Digital technologies and the Internet may be helpful in preserving the text of a play and/or the video of its performance to other generations to see and study.

But what if we can have an idea of how the actors prepared? What considerations were taken before creating the stage design? What was the inspiration of a costume design?

In theater, rather than just the product, the process is the most important part since it is where all the information is transformed into acting, stage design, costume design and so on.

If you are researching about a specific play and or performance, wouldn’t it be helpful to have access to a part of its creative process?

As a theater student, I am interested in using the digital technologies as a way of documenting the creative process.

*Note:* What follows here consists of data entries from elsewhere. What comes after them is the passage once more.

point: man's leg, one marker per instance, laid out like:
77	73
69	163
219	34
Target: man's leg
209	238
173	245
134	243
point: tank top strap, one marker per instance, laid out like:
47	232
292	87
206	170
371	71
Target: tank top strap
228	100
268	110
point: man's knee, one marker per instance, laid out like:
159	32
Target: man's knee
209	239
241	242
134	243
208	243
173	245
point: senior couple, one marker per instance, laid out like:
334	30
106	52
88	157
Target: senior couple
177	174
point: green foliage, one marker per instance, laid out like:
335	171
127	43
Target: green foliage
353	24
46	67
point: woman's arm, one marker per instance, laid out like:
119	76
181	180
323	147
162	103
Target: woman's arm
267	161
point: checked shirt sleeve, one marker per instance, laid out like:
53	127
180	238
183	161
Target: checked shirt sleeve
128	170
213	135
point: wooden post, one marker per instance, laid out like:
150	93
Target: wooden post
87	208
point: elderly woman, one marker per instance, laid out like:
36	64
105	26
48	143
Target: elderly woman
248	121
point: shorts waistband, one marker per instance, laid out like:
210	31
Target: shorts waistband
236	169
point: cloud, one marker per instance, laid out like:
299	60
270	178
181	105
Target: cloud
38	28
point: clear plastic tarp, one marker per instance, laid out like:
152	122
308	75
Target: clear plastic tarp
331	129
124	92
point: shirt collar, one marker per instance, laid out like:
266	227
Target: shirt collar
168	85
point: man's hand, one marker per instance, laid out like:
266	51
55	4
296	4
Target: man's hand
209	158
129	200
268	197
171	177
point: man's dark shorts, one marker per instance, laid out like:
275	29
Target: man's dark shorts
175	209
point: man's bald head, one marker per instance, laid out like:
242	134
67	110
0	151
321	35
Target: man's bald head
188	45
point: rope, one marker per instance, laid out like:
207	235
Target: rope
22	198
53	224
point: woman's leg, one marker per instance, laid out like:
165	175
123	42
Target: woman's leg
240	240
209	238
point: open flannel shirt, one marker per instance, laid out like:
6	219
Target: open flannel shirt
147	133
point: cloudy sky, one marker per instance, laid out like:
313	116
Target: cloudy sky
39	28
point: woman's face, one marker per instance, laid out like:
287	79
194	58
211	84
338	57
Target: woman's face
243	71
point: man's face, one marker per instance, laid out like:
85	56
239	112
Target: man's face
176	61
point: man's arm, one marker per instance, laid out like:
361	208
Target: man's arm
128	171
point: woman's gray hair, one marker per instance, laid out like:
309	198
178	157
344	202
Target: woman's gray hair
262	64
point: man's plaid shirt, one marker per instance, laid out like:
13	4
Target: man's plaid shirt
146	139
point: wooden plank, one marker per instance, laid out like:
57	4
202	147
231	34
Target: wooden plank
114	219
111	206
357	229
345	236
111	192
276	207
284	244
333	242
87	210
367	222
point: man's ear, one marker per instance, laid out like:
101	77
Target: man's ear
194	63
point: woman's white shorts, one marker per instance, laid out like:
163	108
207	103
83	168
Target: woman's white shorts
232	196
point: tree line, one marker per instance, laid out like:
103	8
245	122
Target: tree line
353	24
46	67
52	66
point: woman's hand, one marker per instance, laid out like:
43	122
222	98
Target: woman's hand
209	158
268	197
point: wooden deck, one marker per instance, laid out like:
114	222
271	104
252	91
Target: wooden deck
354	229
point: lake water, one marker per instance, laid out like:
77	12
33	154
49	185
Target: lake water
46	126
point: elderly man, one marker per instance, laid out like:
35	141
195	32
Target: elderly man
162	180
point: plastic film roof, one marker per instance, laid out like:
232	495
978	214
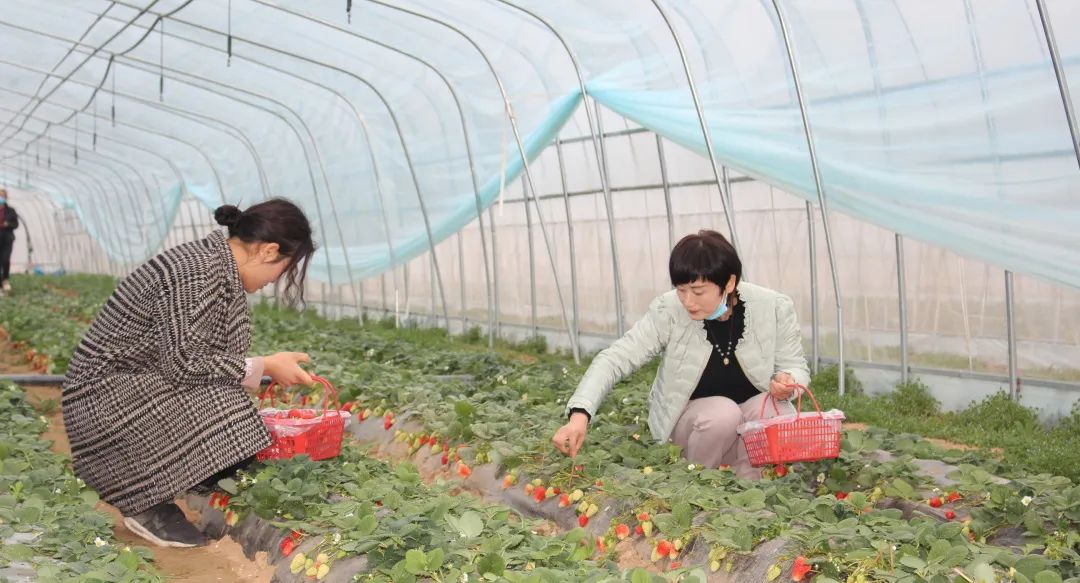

I have two examples of how I have tried to do so:

  • I have used Pinterest (my account is available at pinterest.com/arevirorev/) to document visual information that helped me to create a costume design for a specific play, as part of a class. Since most of my visual information came from the Internet, it was easier to “pin” the images. And also, was easier to access them anywhere from a computer and/or a smartphone. Then, the information I have gathered, was available online for my professor and/or classmates to see it (I have to say that my professor loved the idea and he created his own account to work on his designs).
  • As part of a bilingual production that I worked with, we created a blog (available at machinaluprrp2012.blogspot.com) that aimed to serve as a virtual portfolio (it included articles, photos and videos) of the entire production. A weekly entry covered the processes of translating the play to Spanish, the technical designs, the rehearsals, the publicity efforts and so on.

The general questions and starting point of this session would be: Which are the pros and cons of documenting the creative process digitally? Which digital technologies and/or social networks exist already that might be helpful to document and therefore preserve the creative process of all the parts that result in a performance? How can we use them?